Neutral The Ramco Cements Ltd for the Target Rs. 1,060 by Motilal Oswal Financial Services Ltd
Higher volume drives EBITDA beat
Reiterates capacity target of 30mtpa by Mar’26
* The Ramco Cements’ (TRCL) 2QFY26 EBITDA grew 24% YoY to INR3.9b (12% beat), led by higher-than-estimated volume (5% beat) and lower-thanestimated opex/t. EBITDA/t rose 22% YoY (down 12% QoQ) to INR851 (6% beat). Adj PAT surged 191% YoY to INR743m (55% beat), albeit on a low base.
* Management indicated that muted volume growth was due to early monsoons, excess rainfall, and run-up to GST 2.0. The construction chemicals business, however, registered strong performance, with sales volume up ~72% YoY on a low base. TRCL has reiterated its target to reach 30mtpa cement capacity by Mar’26 through the commissioning of the line II at Kolimigundla and debottlenecking/grinding capacity additions at existing sites with minimal capex. It has monetized non-core assets worth INR5b out of the targeted value of INR10b. The balance is yet to be monetized, subject to necessary approvals.

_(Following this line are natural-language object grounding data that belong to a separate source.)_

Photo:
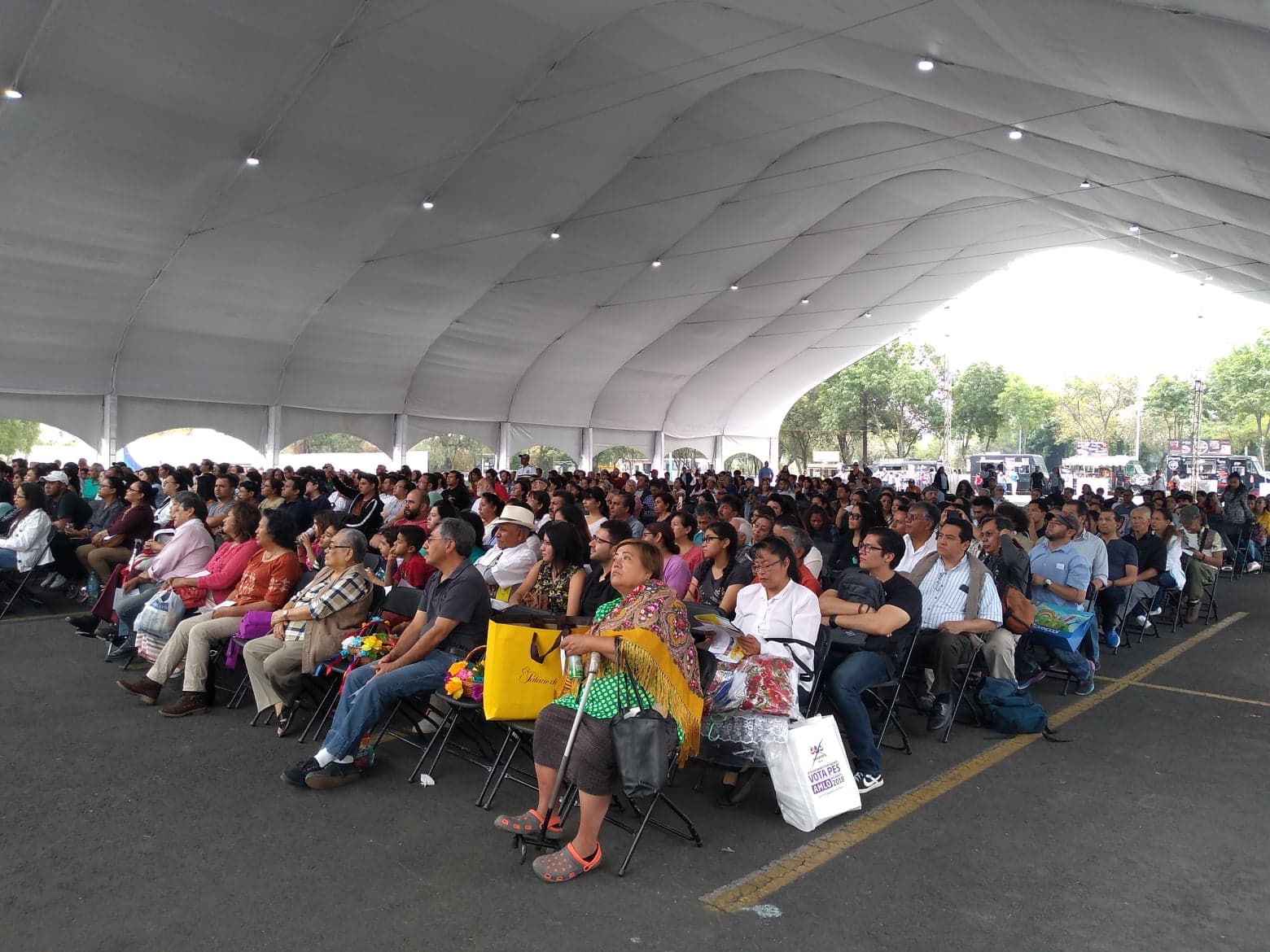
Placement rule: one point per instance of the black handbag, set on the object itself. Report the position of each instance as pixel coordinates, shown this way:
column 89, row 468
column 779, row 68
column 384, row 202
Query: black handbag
column 643, row 741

* We maintain our EBITDA estimates for FY26-28. The stock is currently trading at 14x/12x FY27E/FY28E EV/EBITDA. We value the stock at 13x Sep’27E EV/EBITDA to arrive at our TP of INR1,060. Reiterate Neutral.
Overall volume increased ~1% YoY; realization/t up 8% YoY
* Revenue/EBITDA/adj. PAT stood at INR22.3b/INR3.9b/INR743m (+10%/+ 24%/+191% YoY and +6%/+12%/+55% vs. estimates) in 2Q. Sales volume inched up ~1% YoY to 4.5mt (~5% beat). Realization/t was up 8% YoY/down ~2% QoQ at INR4,914/t (in line).
* Opex/t was up 6% YoY (1% below our estimate), led by 5%/14%/3% increase in variable cost/other expenses/freight cost. OPM surged 2pp YoY to ~17% (vs. estimate of ~16%), and EBITDA/t increased ~22% YoY to INR851.
* Depreciation increased ~8% YoY, while interest cost declined 7% YoY. Other income declined ~38% YoY. ETR stood at 25.9% vs. 26.9% in 2QFY25.
* In 1HFY26, revenue/EBITDA/adj. PAT stood at INR43.1b/INR7.8b/INR1.6b (up ~4%/24%/162% YoY). OPM surged 2.9pp YoY to ~18.2%. OCF stood at INR6.5b vs. INR4.4b in 1HFY25. Capex stood at INR6b vs. INR5.4b. Net cash inflow stood at INR451m vs. INR1b in 1HFY25.
Highlights from the management commentary
* The share of premium products was ~30% in 2QFY26 vs. ~27%/29% in 2QFY25/1QFY26 in the south region. In the east region, it was ~24% in 2QFY26 vs. ~23%/22% in 2QFY25/1QFY26. OPC share was ~35% of total volumes in 2QFY26 vs. 30%/31% in 2QFY25/1QFY26.
* Blended coal consumption cost was USD122/t (INR1.49/kcal) vs. USD130/ USD126 (INR1.60/INR1.55 per kcal) in 2QFY25/1QFY26.
* In 2Q, TRCL incurred capex of INR2.8b, including maintenance capex. FY26 capex guidance is INR12b.
View and valuation
* TRCL’s operating performance was above our estimates due to higher-thanestimated volume and lower opex/t. We estimate a CAGR of ~9%/24% in revenue/EBITDA over FY25-28 and ~107% in PAT (on a low base). We believe that net debt peaked in FY25 at INR44.3b (net debt-to-EBITDA at 3.6). We estimate its net debt to decline to INR36.6b (net debt-to-EBITDA at 1.6x) by FY28.
* The stock is currently trading at 14x/12x FY26E/FY27E/FY28E EV/EBITDA (vs. its long-term average of 15x) and USD110/108 EV/t (vs. long-term average of USD130). We value the stock at 13x Sep’27E EV/EBITDA to arrive at our TP of INR1,060. Reiterate Neutral.